I posted happy birthday bunny to my husband on Instagram. I’ve never actually called him bunny, but I didn’t have my glasses on and it was early in the morning and I meant to say baby and anyway, he’s bunny now. Forever.
It’s cute how the grocery store cashier told me to have a great Thanksgiving like I won’t be back to the store six more times in the next seven days.
If I had a time machine, I’d go back and make better mistakes.
I’m jealous of babies because they don’t know anybody yet
Me: Wait, you think I’m a slow learner?
Wife: (two years earlier) Why are you such a slow learner?
Parental PSA: 6 days left until Halloween.
(Translation: 5 days until your child decides she hates the costume she picked a month ago & wants that a different one.
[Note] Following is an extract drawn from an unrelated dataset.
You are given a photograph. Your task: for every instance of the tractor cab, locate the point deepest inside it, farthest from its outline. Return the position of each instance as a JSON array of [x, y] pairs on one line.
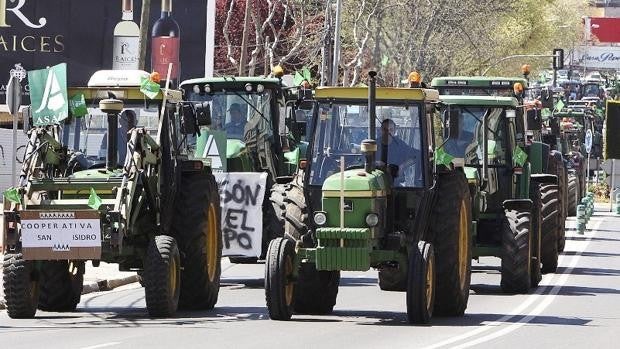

No, not the one in stock- THAT OTHER ONE.)
Imagine having a party on purpose.
I tried to cook beef Wellington. It was just beef Okayington
I wouldn’t complain if I died, mostly because I’d be dead.
Who called it baking and not making love
I opened Match and Tinder on my Kindle Fire and it burst into old flames.
Top 3 screwdrivers:
1. Tool for turning screws
2. Vodka and orange juice
3. Method of Uber payment
*hiding recipes behind back* man I really misunderstood this swap party
Wife: *signing divorce papers*
I’m sorry I ever married youMe: Apology accepted
Me: *holding my hands out* Time to say grace
McDonald’s cashier: No
I love travelling because I love to check if I have my passport every 3-4 minutes 🥰
ok i’ve proved i’m not a robot now you prove you’re not a human
Archeologist 1: Remember the whole Mayan calendar scare in 2012?
A2: I do.
A1: I found an addendum on back of the calendar.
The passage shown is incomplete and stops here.